Par exemple, les bonnes côtes ne se vendent ici que 12 yuans (soit 1,67 dollar américain) la livre, et le prix d’achat des porcs vivants n’est que de quelques yuans… Les restaurants s’efforcent désespérément de proposer des réductions pour survivre. Il ne s’agit pas de concurrence, mais d’une concurrence déloyale.
À Pékin, les petits supermarchés « cassent les prix à tout va », a déclaré Su, un habitant du district de Haidian. « À ce rythme-là, j’ai peur qu’ils fassent tous faillite d’ici quelques mois. »
Dans son propre foyer également, Su a observé des changements majeurs dans les habitudes de dépenses, avec moins de réunions de famille et des repas au restaurant moins fréquents, à mesure que les budgets des ménages se resserrent.

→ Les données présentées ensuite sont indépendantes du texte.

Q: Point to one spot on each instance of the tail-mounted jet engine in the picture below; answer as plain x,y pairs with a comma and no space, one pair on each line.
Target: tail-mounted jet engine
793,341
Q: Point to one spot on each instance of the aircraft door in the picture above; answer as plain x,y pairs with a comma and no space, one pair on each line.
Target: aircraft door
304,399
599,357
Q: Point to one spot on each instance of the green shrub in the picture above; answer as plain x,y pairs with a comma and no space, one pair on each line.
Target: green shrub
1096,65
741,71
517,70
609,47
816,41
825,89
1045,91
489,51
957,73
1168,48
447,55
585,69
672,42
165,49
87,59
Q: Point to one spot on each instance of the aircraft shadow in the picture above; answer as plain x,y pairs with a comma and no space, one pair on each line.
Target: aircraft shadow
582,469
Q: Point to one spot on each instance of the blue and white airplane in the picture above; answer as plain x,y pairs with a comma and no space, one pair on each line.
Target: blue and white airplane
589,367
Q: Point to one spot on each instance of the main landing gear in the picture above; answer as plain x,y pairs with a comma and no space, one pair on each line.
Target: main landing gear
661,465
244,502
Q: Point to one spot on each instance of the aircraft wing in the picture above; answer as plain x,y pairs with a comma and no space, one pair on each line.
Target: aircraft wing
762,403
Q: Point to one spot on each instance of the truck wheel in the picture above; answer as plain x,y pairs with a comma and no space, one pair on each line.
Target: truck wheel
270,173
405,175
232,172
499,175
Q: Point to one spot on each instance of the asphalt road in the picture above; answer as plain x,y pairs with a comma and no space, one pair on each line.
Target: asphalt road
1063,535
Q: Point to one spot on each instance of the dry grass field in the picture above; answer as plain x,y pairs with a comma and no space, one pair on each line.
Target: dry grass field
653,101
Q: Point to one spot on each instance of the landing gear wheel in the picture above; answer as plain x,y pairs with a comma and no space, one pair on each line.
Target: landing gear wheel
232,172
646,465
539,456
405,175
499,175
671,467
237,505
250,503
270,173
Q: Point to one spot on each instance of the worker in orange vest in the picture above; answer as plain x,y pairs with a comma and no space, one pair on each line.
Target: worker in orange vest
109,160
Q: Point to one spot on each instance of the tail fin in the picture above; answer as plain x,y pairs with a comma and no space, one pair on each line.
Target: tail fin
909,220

L’économiste Wu Qinxue a averti que la situation actuelle met en évidence le déclin continu des niveaux budgétaires des gouvernements locaux et qu’il ne s’agit pas seulement d’un resserrement temporaire des finances publiques.
« Le gouvernement (local) n’a pas d’argent pour gérer les gens, et personne n’est prêt à dépenser de l’argent », a-t-il déclaré. « Des baisses de salaires au sein du système à l’effondrement de la consommation des citoyens ordinaires, la société tout entière forme silencieusement une chaîne de serrage descendante (de la ceinture du consommateur). »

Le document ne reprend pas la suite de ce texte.